If you want faster than GetDirectories you have to call win32 (findsomethingEx etc) which provides specific flags that allow ignore possibly unnecessary IO while traversing the MFT structures. Also if the drive is a network share, there can be a great speedup by similar approach but this time avoiding also excessive network roundtrips.
Now if you have admin and use ntfs and are in a real hurry with millions of files to go through, the absolute fastest way to go through them (assuming spinning rust where the disk latency kills) is use of both mft and journaling in combination, essentially replacing the indexing service with one that's targeted for your specific need. If you only need to find filenames and not sizes (or sizes too but then you must cache them and use journal to notice changes), this approach could allow for practically instant search of tens of millions of files and folders if implemented ideally. There may be one or two paywares that have bothered with this. There's samples of both MFT (DiscUtils) and journal reading (google) in C# around. I only have about 5 million files and just using NTFSSearch is good enough for that amount as it takes about 10-20 seconds to search them. With journal reading added it would go down to <3 seconds for that amount.

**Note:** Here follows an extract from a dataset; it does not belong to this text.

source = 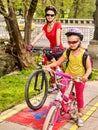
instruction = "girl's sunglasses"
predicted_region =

I recently (2020) discovered this post because of a need to count files and directories across slow connections, and this was the fastest implementation I could come up with. The .NET enumeration methods (GetFiles(), GetDirectories()) perform a lot of under-the-hood work that slows them down tremendously by comparison.
This solution does not return FileInfo objects, but could be modified to do so—or potentially only return the relevant data needed from a custom FileInfo object.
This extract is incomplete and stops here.